HexiSeq boosts LLM training throughput 1.72x on mixed GPU clusters
New system optimizes long-context training across H100s, A100s, and beyond.
Long-context training of large language models typically relies on context parallelism (CP) and head parallelism (HP) under the assumption of homogeneous GPU meshes. In practice, many production clusters contain a mix of GPU models (e.g., H100s and A100s) with varying memory, compute, and network bandwidth. HexiSeq, introduced by researchers Yan Liang, Youhe Jiang, and colleagues, addresses this gap by enabling fully asymmetric CP–HP partitioning. It assigns sequence shards and attention heads according to each device's capabilities, formulating the allocation as a constrained optimization problem solved by an efficient hierarchical scheduler.
Evaluated across models from 3B to 70B parameters and context lengths up to one million tokens, HexiSeq delivers meaningful throughput gains. On mixed H100–A100 testbeds, it achieves an average 1.11x speedup (up to 1.19x). In simulated clusters with 32–128 GPUs spanning up to four GPU models, average throughput improves by 1.36x (up to 1.72x). Importantly, on FLOP-comparable pairs against homogeneous clusters, HexiSeq reaches throughput close to the strongest homogeneous baseline—demonstrating that heterogeneous hardware can be efficiently leveraged for long-context LLM training without sacrificing performance.

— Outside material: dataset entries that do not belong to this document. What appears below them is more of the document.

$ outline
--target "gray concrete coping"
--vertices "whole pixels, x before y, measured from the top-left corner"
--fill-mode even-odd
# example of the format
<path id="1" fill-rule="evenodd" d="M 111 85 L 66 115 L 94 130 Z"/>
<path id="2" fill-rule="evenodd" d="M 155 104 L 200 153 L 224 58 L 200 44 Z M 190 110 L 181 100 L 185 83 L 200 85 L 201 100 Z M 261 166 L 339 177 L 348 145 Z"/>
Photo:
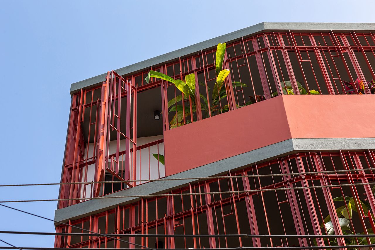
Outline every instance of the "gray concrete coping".
<path id="1" fill-rule="evenodd" d="M 261 23 L 226 35 L 201 42 L 158 56 L 142 61 L 128 66 L 115 69 L 117 73 L 123 75 L 135 73 L 162 63 L 168 63 L 179 57 L 195 54 L 197 51 L 214 48 L 219 42 L 231 42 L 243 37 L 249 36 L 261 32 L 273 30 L 285 31 L 294 30 L 306 31 L 337 32 L 351 31 L 364 32 L 375 30 L 375 23 Z M 81 81 L 70 85 L 71 93 L 81 88 L 86 88 L 105 80 L 106 73 Z"/>

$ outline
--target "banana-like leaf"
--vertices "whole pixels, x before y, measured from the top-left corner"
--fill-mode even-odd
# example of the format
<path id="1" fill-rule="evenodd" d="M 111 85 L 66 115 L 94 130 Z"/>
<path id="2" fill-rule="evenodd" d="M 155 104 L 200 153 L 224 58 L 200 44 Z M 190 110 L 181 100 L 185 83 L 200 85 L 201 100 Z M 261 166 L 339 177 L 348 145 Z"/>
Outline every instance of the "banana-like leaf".
<path id="1" fill-rule="evenodd" d="M 187 117 L 190 114 L 190 110 L 185 110 L 185 117 Z M 175 123 L 182 122 L 183 120 L 183 112 L 182 111 L 177 111 L 172 117 L 171 122 L 169 123 L 170 125 L 173 125 Z"/>
<path id="2" fill-rule="evenodd" d="M 354 206 L 356 206 L 353 199 L 351 199 L 346 204 L 346 206 L 348 207 L 347 209 L 346 207 L 344 207 L 341 210 L 341 214 L 348 219 L 350 219 L 351 218 L 352 205 L 354 205 Z"/>
<path id="3" fill-rule="evenodd" d="M 173 83 L 177 88 L 185 96 L 188 96 L 190 95 L 193 99 L 195 98 L 194 93 L 192 92 L 190 87 L 183 81 L 180 80 L 175 80 Z"/>
<path id="4" fill-rule="evenodd" d="M 162 164 L 163 165 L 165 165 L 165 161 L 164 161 L 164 155 L 160 155 L 157 154 L 153 154 L 152 155 L 154 156 L 155 159 L 157 160 L 159 160 L 159 162 Z"/>
<path id="5" fill-rule="evenodd" d="M 336 214 L 337 215 L 338 217 L 340 217 L 342 215 L 341 214 L 341 211 L 342 211 L 342 209 L 345 208 L 345 206 L 342 206 L 339 208 L 336 209 Z M 326 224 L 327 222 L 331 221 L 331 215 L 328 215 L 326 218 L 324 219 L 324 221 L 320 224 L 320 227 L 322 227 L 324 226 L 324 224 Z"/>
<path id="6" fill-rule="evenodd" d="M 219 72 L 222 69 L 224 55 L 225 54 L 226 48 L 226 44 L 225 42 L 218 44 L 218 47 L 216 50 L 216 63 L 215 65 L 216 75 L 219 75 Z"/>
<path id="7" fill-rule="evenodd" d="M 182 111 L 183 109 L 182 108 L 182 105 L 178 104 L 178 105 L 173 105 L 171 107 L 171 108 L 169 110 L 169 111 L 168 112 L 168 113 L 171 113 L 171 112 L 173 112 L 174 111 L 176 111 L 176 110 L 177 111 Z M 185 106 L 185 110 L 189 110 L 189 107 L 187 106 Z"/>
<path id="8" fill-rule="evenodd" d="M 187 75 L 185 77 L 185 81 L 186 84 L 190 88 L 192 93 L 195 92 L 195 75 L 194 74 Z"/>
<path id="9" fill-rule="evenodd" d="M 214 86 L 213 89 L 212 90 L 212 99 L 215 99 L 218 97 L 218 93 L 220 92 L 221 87 L 223 86 L 223 83 L 224 83 L 224 80 L 228 76 L 230 72 L 230 71 L 229 69 L 223 69 L 220 72 L 219 75 L 216 79 L 216 83 L 215 86 Z"/>
<path id="10" fill-rule="evenodd" d="M 332 199 L 332 200 L 334 201 L 344 201 L 345 200 L 346 201 L 350 201 L 350 200 L 352 199 L 353 197 L 351 196 L 345 196 L 343 197 L 342 196 L 339 196 L 338 197 L 336 197 Z"/>
<path id="11" fill-rule="evenodd" d="M 146 78 L 144 78 L 145 80 L 146 80 L 146 81 L 148 83 L 150 81 L 150 77 L 153 78 L 160 78 L 160 79 L 162 79 L 163 80 L 168 81 L 172 83 L 174 83 L 174 79 L 172 77 L 168 76 L 162 73 L 160 73 L 160 72 L 158 72 L 158 71 L 155 71 L 153 70 L 150 71 L 148 72 L 148 74 L 147 75 Z"/>
<path id="12" fill-rule="evenodd" d="M 187 124 L 188 123 L 187 122 L 186 124 Z M 174 124 L 170 125 L 170 128 L 171 129 L 177 127 L 180 127 L 182 126 L 183 126 L 184 125 L 184 124 L 183 122 L 179 122 L 178 123 L 175 123 Z"/>

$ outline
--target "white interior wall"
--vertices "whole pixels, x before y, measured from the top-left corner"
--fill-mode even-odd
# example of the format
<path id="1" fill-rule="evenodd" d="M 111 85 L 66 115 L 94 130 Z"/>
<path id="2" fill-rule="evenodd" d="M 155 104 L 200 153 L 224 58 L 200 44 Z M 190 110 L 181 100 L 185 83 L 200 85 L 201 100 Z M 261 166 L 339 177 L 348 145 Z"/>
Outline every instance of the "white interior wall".
<path id="1" fill-rule="evenodd" d="M 137 146 L 147 144 L 150 142 L 163 139 L 163 136 L 149 136 L 137 138 Z M 88 145 L 88 155 L 90 157 L 92 155 L 93 149 L 94 144 L 90 143 Z M 116 152 L 116 141 L 111 141 L 110 142 L 109 154 L 111 155 Z M 87 145 L 86 144 L 85 149 L 85 158 L 87 154 Z M 164 143 L 162 143 L 159 144 L 159 154 L 164 155 Z M 125 150 L 125 140 L 120 140 L 120 151 L 124 151 Z M 150 147 L 149 151 L 148 148 L 142 149 L 140 152 L 139 150 L 136 152 L 136 175 L 137 179 L 158 179 L 159 177 L 165 176 L 165 169 L 164 166 L 161 163 L 158 162 L 157 160 L 152 155 L 153 154 L 157 154 L 158 152 L 158 146 L 154 145 Z M 132 164 L 132 155 L 130 154 L 130 163 Z M 121 169 L 122 164 L 121 157 L 120 157 L 120 168 Z M 124 159 L 124 164 L 125 164 L 125 159 Z M 110 159 L 109 162 L 111 162 Z M 148 166 L 150 166 L 149 168 Z M 89 165 L 87 168 L 87 181 L 89 182 L 94 181 L 95 174 L 95 164 Z M 82 173 L 82 179 L 84 178 L 86 169 L 84 169 Z M 139 184 L 139 183 L 137 183 Z M 84 184 L 82 184 L 81 187 L 80 197 L 81 198 L 90 198 L 91 191 L 91 185 L 92 184 L 86 185 L 86 191 L 84 194 Z"/>

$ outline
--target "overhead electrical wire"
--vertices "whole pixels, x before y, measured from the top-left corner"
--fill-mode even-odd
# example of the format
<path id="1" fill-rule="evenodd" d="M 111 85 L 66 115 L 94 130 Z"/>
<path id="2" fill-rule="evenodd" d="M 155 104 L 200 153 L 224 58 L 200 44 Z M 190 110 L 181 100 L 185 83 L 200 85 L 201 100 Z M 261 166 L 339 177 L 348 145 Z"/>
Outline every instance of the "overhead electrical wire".
<path id="1" fill-rule="evenodd" d="M 195 248 L 195 250 L 221 250 L 222 249 L 230 249 L 236 250 L 238 249 L 249 249 L 249 250 L 269 250 L 270 249 L 277 249 L 277 250 L 302 250 L 303 249 L 331 249 L 334 248 L 356 248 L 372 247 L 375 247 L 375 244 L 369 245 L 335 245 L 324 246 L 306 246 L 306 247 L 225 247 L 225 248 Z M 82 249 L 92 249 L 92 250 L 118 250 L 119 249 L 122 250 L 133 250 L 132 248 L 82 248 L 78 247 L 22 247 L 24 250 L 82 250 Z M 18 249 L 12 247 L 0 247 L 0 249 Z M 19 248 L 18 248 L 19 249 Z M 186 248 L 167 248 L 171 250 L 185 250 Z"/>
<path id="2" fill-rule="evenodd" d="M 20 231 L 1 231 L 0 233 L 26 234 L 39 235 L 61 235 L 72 236 L 93 236 L 92 233 L 55 233 L 52 232 L 22 232 Z M 284 235 L 267 234 L 130 234 L 121 233 L 103 233 L 103 235 L 115 236 L 116 237 L 158 237 L 158 238 L 362 238 L 374 237 L 374 234 L 331 235 Z"/>
<path id="3" fill-rule="evenodd" d="M 203 192 L 201 193 L 178 193 L 174 194 L 138 194 L 134 195 L 123 195 L 119 196 L 104 196 L 99 197 L 92 197 L 92 198 L 66 198 L 59 199 L 45 199 L 40 200 L 2 200 L 0 203 L 6 203 L 9 202 L 38 202 L 57 201 L 62 200 L 85 200 L 85 201 L 90 200 L 105 199 L 117 199 L 121 198 L 149 198 L 150 197 L 158 197 L 165 196 L 176 196 L 188 195 L 201 195 L 204 194 L 236 194 L 246 193 L 259 193 L 266 191 L 278 191 L 287 190 L 294 190 L 298 189 L 308 189 L 310 188 L 316 188 L 326 187 L 347 187 L 351 186 L 359 186 L 366 185 L 375 185 L 375 182 L 368 182 L 367 183 L 348 183 L 347 184 L 339 184 L 336 185 L 324 185 L 324 186 L 312 186 L 308 187 L 292 187 L 278 188 L 261 188 L 259 189 L 253 190 L 238 190 L 236 191 L 220 191 L 218 192 Z M 0 204 L 1 205 L 1 204 Z"/>
<path id="4" fill-rule="evenodd" d="M 129 241 L 126 241 L 126 240 L 125 240 L 124 239 L 116 239 L 116 238 L 115 238 L 114 237 L 112 237 L 112 236 L 106 236 L 105 235 L 104 235 L 102 233 L 96 233 L 96 232 L 94 232 L 93 231 L 91 231 L 91 230 L 89 230 L 88 229 L 85 229 L 84 228 L 82 228 L 82 227 L 79 227 L 76 226 L 73 226 L 73 225 L 69 225 L 69 224 L 67 224 L 66 223 L 64 223 L 63 222 L 61 222 L 60 221 L 56 221 L 55 220 L 52 220 L 52 219 L 50 219 L 50 218 L 46 218 L 45 217 L 44 217 L 43 216 L 41 216 L 40 215 L 37 215 L 35 214 L 33 214 L 32 213 L 30 213 L 30 212 L 26 212 L 26 211 L 24 211 L 23 210 L 21 210 L 20 209 L 18 209 L 17 208 L 12 208 L 11 206 L 6 206 L 5 205 L 3 205 L 3 204 L 0 204 L 0 206 L 3 206 L 3 207 L 6 207 L 6 208 L 10 208 L 10 209 L 12 209 L 13 210 L 16 210 L 16 211 L 18 211 L 19 212 L 22 212 L 26 214 L 29 214 L 29 215 L 33 215 L 33 216 L 36 216 L 36 217 L 38 217 L 39 218 L 42 218 L 42 219 L 44 219 L 45 220 L 49 220 L 49 221 L 53 221 L 54 222 L 56 222 L 56 223 L 58 223 L 60 224 L 63 224 L 63 225 L 65 225 L 66 226 L 68 226 L 71 227 L 74 227 L 75 228 L 77 228 L 78 229 L 80 229 L 81 230 L 83 230 L 84 231 L 86 231 L 86 232 L 90 232 L 90 233 L 92 233 L 93 234 L 94 234 L 94 235 L 99 235 L 100 236 L 102 236 L 102 237 L 106 237 L 107 238 L 111 238 L 111 239 L 116 239 L 116 240 L 119 241 L 122 241 L 123 242 L 124 242 L 125 243 L 128 243 L 129 244 L 131 244 L 132 245 L 136 245 L 136 246 L 138 246 L 138 247 L 144 247 L 145 248 L 147 248 L 148 249 L 150 249 L 151 250 L 154 250 L 153 248 L 150 248 L 150 247 L 145 247 L 144 246 L 142 245 L 140 245 L 139 244 L 137 244 L 135 243 L 132 243 L 131 242 L 130 242 Z M 25 249 L 24 248 L 23 248 L 23 247 L 22 247 L 22 248 L 23 248 L 24 249 Z M 0 249 L 1 249 L 1 248 L 0 248 Z M 14 248 L 3 248 L 3 249 L 14 249 Z"/>
<path id="5" fill-rule="evenodd" d="M 36 216 L 36 217 L 38 217 L 39 218 L 43 218 L 43 219 L 45 219 L 45 220 L 49 220 L 49 221 L 53 221 L 54 222 L 56 222 L 56 223 L 60 223 L 60 224 L 64 224 L 66 226 L 68 226 L 69 227 L 75 227 L 75 228 L 77 228 L 78 229 L 81 230 L 84 230 L 84 231 L 86 231 L 86 232 L 89 232 L 90 233 L 88 233 L 88 234 L 87 234 L 87 233 L 84 234 L 85 235 L 91 235 L 90 236 L 92 236 L 93 235 L 99 235 L 99 236 L 101 236 L 102 237 L 105 237 L 109 238 L 110 238 L 112 239 L 113 239 L 114 240 L 117 240 L 117 241 L 122 241 L 122 242 L 125 242 L 125 243 L 127 243 L 128 244 L 132 244 L 132 245 L 138 245 L 138 246 L 140 246 L 140 247 L 144 247 L 144 248 L 147 248 L 147 249 L 151 249 L 152 250 L 155 250 L 154 249 L 153 249 L 153 248 L 149 248 L 149 247 L 145 247 L 145 246 L 142 246 L 142 245 L 139 245 L 139 244 L 136 244 L 136 243 L 132 243 L 132 242 L 130 242 L 127 241 L 125 241 L 125 240 L 123 240 L 123 239 L 117 239 L 117 238 L 115 238 L 114 237 L 112 237 L 112 236 L 109 236 L 108 234 L 102 234 L 102 233 L 96 233 L 96 232 L 95 232 L 91 231 L 90 230 L 89 230 L 88 229 L 85 229 L 84 228 L 80 227 L 77 227 L 77 226 L 73 226 L 72 225 L 69 225 L 69 224 L 67 224 L 66 223 L 64 223 L 60 222 L 59 222 L 59 221 L 55 221 L 55 220 L 52 220 L 52 219 L 50 219 L 49 218 L 46 218 L 45 217 L 44 217 L 43 216 L 41 216 L 40 215 L 37 215 L 36 214 L 33 214 L 32 213 L 30 213 L 30 212 L 26 212 L 26 211 L 24 211 L 21 210 L 21 209 L 18 209 L 15 208 L 12 208 L 12 207 L 9 206 L 6 206 L 5 205 L 4 205 L 3 204 L 0 204 L 0 206 L 3 206 L 3 207 L 6 207 L 6 208 L 10 208 L 10 209 L 12 209 L 16 210 L 16 211 L 18 211 L 19 212 L 23 212 L 23 213 L 26 213 L 26 214 L 29 214 L 29 215 L 33 215 L 33 216 Z M 4 232 L 12 232 L 12 233 L 16 233 L 16 232 L 18 232 L 18 233 L 25 233 L 25 232 L 15 232 L 15 231 L 1 231 L 1 233 L 3 233 Z M 36 232 L 37 233 L 38 232 Z M 33 232 L 29 232 L 29 233 L 30 233 L 30 234 L 35 234 L 34 233 L 33 233 Z M 72 233 L 69 233 L 69 234 L 72 234 Z M 78 233 L 78 234 L 80 234 L 80 235 L 83 235 L 84 234 L 83 234 L 83 233 Z M 116 236 L 117 236 L 117 237 L 121 236 L 121 235 L 116 235 L 116 234 L 112 234 L 112 235 L 113 235 L 113 236 L 115 236 L 115 237 L 116 237 Z M 132 236 L 131 236 L 131 235 L 126 235 L 126 234 L 125 234 L 125 235 L 123 235 L 125 236 L 127 236 L 127 237 L 129 237 L 129 236 L 132 236 Z M 164 236 L 164 235 L 156 235 L 157 236 L 156 236 L 162 237 Z M 250 235 L 250 236 L 251 236 L 252 235 Z M 134 235 L 134 236 L 135 236 L 136 235 Z M 137 235 L 137 236 L 138 236 L 138 235 Z M 210 236 L 211 237 L 212 237 L 213 236 L 213 235 L 209 235 L 209 236 Z M 271 235 L 254 235 L 254 236 L 255 237 L 257 237 L 257 236 L 260 237 L 260 236 L 261 236 L 262 237 L 264 236 L 265 238 L 271 238 L 271 237 L 272 237 L 272 236 L 282 236 L 282 238 L 286 238 L 286 237 L 296 237 L 296 236 L 297 236 L 297 235 L 272 235 L 272 236 L 271 236 Z M 373 236 L 373 235 L 350 235 L 350 238 L 356 238 L 356 237 L 357 236 L 358 236 L 358 237 L 360 236 L 362 236 L 362 237 L 364 237 L 364 237 L 367 237 L 367 236 L 369 236 L 369 236 Z M 186 236 L 186 235 L 184 235 L 184 236 Z M 324 236 L 322 236 L 322 235 L 320 235 L 320 236 L 317 236 L 317 235 L 299 235 L 298 236 L 305 236 L 306 238 L 320 238 L 320 237 L 322 237 L 322 238 L 331 238 L 331 237 L 336 237 L 336 238 L 338 238 L 338 237 L 340 237 L 340 238 L 341 238 L 341 237 L 342 237 L 342 238 L 345 238 L 345 237 L 346 237 L 346 238 L 347 238 L 348 236 L 348 235 L 324 235 Z M 196 235 L 189 235 L 189 236 L 192 236 L 192 237 L 196 236 L 196 237 L 197 237 L 197 236 L 196 236 Z M 318 236 L 319 236 L 319 237 L 318 237 Z M 5 241 L 2 241 L 2 240 L 0 240 L 0 241 L 2 241 L 3 242 L 4 242 L 4 243 L 5 243 L 6 244 L 8 244 L 8 245 L 9 245 L 11 246 L 11 247 L 1 247 L 1 246 L 0 246 L 0 249 L 20 249 L 20 250 L 66 250 L 66 247 L 16 247 L 15 246 L 14 246 L 14 245 L 11 245 L 11 244 L 8 243 L 8 242 L 5 242 Z M 331 248 L 332 248 L 332 246 L 307 246 L 307 247 L 278 247 L 278 249 L 279 249 L 279 250 L 302 250 L 302 249 L 331 249 Z M 368 244 L 368 245 L 364 245 L 364 244 L 363 244 L 363 245 L 340 245 L 340 246 L 337 246 L 337 247 L 338 247 L 338 248 L 355 248 L 355 247 L 372 247 L 375 246 L 375 244 Z M 79 249 L 82 249 L 82 248 L 70 248 L 70 247 L 69 247 L 69 249 L 70 249 L 71 250 L 78 250 Z M 103 248 L 90 248 L 90 249 L 93 249 L 93 250 L 99 250 L 99 249 L 102 249 Z M 116 249 L 118 249 L 118 248 L 106 248 L 106 249 L 109 249 L 110 250 L 115 250 Z M 134 249 L 134 248 L 122 248 L 121 249 L 123 249 L 123 250 L 124 250 L 124 249 Z M 174 249 L 174 250 L 182 250 L 183 249 L 185 249 L 185 248 L 170 248 L 170 249 Z M 206 250 L 219 250 L 219 249 L 222 249 L 222 248 L 195 248 L 195 249 L 201 249 L 201 250 L 203 250 L 204 249 L 205 249 Z M 260 250 L 268 250 L 269 249 L 274 249 L 274 248 L 273 247 L 236 247 L 236 248 L 226 248 L 225 249 L 234 249 L 234 249 L 249 249 L 249 250 L 255 250 L 255 249 L 259 249 Z"/>
<path id="6" fill-rule="evenodd" d="M 13 247 L 13 248 L 9 248 L 9 249 L 20 249 L 20 250 L 22 250 L 22 248 L 20 248 L 20 247 L 17 247 L 15 246 L 15 245 L 12 245 L 10 243 L 8 243 L 6 241 L 3 241 L 2 239 L 0 239 L 0 241 L 1 241 L 2 242 L 3 242 L 5 243 L 7 245 L 9 245 L 10 246 L 12 247 Z"/>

- Extends context and head parallelism to heterogeneous GPU clusters (mixed H100, A100, etc.) with non-uniform network bandwidth.
- Uses constrained optimization and a hierarchical scheduler to assign sequence shards and attention heads per device capabilities.
- Achieves up to 1.72x throughput improvement in simulations with 32–128 GPUs across four GPU models, and up to 1.19x on real H100–A100 testbeds.
Why It Matters
Enables efficient long-context LLM training on mixed hardware, reducing costs and unlocking older GPUs for modern workloads.